Comunicati di solidarietà alla CommonStreet

"Diritti nello spazio. Pisa bene comune"

Anna Belligero e Simone Oggionni, portavoce nazionale Giovani Comunisti"

Contro la svendita dei beni comuni, per il diritto agli spazi sociali, i Giovani Comunisti sono scesi in piazza a Pisa al fianco di Rebeldia e del Municipio dei Beni Comuni. In una città blindata, con una spropositata presenza di forze dell’ordine, un corteo di centinaia di persone, con diverse realtà della città, ha percorso le strade rivendicando il diritto a riappropriarsi degli spazi abbandonati al degrado dall’amministrazione comunale e dai privati.

In assetto antisommossa, centinaia di poliziotti e finanzieri sono stati stanziati a difendere stabili abbandonati da decenni, che le forze sociali della città vogliono riprendersi come bene comune mentre l’amministrazione del sindaco Filippeschi si preoccupa solo degli interessi dei poteri forti della città.

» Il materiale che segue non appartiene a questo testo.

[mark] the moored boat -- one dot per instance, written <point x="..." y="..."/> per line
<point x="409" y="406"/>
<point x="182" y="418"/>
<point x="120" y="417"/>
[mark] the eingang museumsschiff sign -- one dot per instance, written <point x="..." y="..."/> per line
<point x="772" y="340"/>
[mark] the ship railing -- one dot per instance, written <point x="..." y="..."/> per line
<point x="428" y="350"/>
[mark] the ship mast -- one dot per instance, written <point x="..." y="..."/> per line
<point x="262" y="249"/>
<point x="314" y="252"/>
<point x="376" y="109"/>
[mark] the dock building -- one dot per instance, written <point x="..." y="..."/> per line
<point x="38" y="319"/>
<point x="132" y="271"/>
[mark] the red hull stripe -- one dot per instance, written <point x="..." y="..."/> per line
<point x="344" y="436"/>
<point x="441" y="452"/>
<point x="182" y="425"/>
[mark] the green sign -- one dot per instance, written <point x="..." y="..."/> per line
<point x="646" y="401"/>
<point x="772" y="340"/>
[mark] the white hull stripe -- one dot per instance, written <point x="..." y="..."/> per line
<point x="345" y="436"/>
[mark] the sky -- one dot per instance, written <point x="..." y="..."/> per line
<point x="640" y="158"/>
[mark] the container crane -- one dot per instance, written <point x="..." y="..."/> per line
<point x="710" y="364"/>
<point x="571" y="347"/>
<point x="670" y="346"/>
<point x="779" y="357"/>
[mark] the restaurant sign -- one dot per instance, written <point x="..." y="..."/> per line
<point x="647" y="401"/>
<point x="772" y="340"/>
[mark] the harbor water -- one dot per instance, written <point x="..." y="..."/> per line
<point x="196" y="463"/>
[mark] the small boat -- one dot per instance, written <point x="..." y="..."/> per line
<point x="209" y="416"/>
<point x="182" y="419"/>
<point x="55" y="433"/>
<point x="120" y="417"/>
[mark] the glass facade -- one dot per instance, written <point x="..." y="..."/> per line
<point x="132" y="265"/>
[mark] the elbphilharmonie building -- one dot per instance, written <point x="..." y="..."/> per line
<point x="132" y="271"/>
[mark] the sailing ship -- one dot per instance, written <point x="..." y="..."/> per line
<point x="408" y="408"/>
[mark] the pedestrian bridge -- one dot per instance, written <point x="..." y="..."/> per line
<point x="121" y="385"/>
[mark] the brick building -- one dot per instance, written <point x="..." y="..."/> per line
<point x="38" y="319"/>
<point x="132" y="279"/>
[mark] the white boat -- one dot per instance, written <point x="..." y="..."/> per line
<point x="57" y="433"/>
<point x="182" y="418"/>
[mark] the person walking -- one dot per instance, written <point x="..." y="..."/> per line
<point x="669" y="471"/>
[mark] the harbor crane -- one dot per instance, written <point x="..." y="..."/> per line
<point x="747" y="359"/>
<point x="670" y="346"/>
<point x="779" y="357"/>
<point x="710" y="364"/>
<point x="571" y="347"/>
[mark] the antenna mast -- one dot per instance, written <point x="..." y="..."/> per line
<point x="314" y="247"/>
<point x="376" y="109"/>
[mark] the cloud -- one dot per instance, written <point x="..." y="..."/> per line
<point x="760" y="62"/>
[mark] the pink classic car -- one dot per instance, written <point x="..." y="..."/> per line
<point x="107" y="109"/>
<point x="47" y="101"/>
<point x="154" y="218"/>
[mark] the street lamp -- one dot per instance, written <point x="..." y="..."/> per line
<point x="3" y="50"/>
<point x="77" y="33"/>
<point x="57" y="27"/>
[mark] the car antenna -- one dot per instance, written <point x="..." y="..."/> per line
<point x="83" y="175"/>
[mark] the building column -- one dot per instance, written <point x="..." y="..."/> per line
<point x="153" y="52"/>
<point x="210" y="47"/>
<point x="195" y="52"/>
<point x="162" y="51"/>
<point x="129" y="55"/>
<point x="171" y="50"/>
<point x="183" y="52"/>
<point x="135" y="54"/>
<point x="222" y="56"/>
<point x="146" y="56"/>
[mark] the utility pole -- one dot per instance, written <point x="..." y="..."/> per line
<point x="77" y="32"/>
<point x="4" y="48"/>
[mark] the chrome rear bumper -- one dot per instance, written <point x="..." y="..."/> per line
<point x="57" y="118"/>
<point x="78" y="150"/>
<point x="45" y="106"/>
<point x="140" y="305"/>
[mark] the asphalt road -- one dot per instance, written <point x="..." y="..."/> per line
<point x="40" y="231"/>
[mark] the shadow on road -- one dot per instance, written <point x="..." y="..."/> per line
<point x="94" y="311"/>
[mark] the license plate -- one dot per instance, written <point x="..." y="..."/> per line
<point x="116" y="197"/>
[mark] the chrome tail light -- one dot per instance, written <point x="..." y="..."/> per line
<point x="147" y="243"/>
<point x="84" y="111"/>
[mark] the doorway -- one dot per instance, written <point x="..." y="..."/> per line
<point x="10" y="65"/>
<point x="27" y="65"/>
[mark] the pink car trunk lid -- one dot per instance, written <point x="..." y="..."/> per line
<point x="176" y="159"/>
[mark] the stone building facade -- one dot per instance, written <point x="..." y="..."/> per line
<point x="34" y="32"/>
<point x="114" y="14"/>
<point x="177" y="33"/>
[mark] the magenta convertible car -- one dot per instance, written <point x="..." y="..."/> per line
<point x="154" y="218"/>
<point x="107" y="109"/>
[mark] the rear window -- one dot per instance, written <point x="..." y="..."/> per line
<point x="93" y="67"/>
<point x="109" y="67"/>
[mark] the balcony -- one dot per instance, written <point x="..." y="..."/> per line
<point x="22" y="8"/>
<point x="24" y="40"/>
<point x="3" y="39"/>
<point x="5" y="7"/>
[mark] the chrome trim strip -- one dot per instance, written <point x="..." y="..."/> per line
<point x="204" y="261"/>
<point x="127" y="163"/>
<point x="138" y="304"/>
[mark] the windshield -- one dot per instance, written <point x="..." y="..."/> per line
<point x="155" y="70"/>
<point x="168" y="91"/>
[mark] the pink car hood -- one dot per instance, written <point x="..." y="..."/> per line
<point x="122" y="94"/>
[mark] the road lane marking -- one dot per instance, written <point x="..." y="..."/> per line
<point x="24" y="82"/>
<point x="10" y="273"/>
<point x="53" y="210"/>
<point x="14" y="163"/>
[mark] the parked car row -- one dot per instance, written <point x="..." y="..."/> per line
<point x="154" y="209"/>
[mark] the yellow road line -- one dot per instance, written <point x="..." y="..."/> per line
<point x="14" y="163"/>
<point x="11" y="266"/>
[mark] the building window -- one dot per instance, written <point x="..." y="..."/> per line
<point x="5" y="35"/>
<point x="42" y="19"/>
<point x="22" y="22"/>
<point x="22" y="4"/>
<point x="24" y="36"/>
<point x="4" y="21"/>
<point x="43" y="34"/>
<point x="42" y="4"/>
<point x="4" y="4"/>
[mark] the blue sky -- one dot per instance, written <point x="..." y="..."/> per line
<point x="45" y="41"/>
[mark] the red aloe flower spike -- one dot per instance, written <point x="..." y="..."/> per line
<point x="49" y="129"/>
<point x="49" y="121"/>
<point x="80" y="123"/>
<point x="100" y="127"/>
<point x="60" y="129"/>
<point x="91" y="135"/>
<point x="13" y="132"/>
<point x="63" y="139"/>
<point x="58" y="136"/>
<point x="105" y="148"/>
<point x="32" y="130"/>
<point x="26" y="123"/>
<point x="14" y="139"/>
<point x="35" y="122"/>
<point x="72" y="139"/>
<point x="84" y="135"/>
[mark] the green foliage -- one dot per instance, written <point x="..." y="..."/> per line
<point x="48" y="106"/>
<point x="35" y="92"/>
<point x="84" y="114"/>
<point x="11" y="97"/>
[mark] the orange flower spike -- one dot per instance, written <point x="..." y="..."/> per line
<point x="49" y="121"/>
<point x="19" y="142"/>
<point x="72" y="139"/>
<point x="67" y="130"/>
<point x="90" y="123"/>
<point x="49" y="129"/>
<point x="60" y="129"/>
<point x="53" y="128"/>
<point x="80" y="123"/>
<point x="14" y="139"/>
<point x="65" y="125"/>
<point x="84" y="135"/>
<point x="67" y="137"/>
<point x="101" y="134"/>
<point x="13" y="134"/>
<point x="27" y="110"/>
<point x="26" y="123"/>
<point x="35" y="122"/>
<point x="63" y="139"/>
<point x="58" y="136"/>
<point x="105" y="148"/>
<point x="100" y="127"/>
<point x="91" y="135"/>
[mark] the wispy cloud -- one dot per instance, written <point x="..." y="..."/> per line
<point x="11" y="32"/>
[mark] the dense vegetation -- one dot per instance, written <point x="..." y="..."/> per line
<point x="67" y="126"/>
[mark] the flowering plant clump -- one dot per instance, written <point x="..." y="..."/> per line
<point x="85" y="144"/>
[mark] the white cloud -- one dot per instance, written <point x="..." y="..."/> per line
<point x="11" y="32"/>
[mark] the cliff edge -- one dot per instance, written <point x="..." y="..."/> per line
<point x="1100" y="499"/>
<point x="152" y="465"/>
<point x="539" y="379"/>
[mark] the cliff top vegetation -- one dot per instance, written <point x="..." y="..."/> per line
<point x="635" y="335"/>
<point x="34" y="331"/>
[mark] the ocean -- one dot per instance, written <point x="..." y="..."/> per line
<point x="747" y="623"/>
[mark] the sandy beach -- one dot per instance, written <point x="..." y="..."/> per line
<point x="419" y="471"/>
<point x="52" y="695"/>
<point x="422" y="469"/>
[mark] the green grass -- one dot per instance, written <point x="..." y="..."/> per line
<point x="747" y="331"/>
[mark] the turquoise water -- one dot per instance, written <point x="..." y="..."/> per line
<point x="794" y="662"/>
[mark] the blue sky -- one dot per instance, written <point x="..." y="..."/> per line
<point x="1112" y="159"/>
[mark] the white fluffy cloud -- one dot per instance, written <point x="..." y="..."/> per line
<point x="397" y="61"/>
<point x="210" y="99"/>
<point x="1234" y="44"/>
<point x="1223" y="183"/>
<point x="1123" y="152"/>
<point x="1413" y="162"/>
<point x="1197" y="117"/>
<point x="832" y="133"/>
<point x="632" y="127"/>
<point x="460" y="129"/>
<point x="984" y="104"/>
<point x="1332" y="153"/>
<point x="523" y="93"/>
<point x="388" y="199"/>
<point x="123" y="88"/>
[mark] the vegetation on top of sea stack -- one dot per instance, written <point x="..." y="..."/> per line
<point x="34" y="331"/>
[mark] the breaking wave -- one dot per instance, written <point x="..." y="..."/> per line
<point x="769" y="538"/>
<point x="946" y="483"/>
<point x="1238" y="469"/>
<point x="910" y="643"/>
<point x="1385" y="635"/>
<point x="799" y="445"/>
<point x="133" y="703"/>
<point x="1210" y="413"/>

Uno striscione ‘Spazio, quindi sono’ è stato affisso da rappresentanti istituzionali di Rifondazione e SEL all’interno dei Magazzini comunali, mentre il corteo, prima di concludersi con un’assemblea cittadina, ha srotolato un secondo striscione dal tetto della J Colors. Già stabile del Colorificio Toscano, rilevato da una multinazionale che ha poi delocalizzato arrecando un danno ai lavoratori e a tutta la città, il Municipio dei Beni Comuni si è riappropriato dello spazio per restituirlo alla cittadinanza.

Da Pisa a tutti gli spazi sociali d’Italia, contro le speculazioni riprendiamoci la città come bene comune.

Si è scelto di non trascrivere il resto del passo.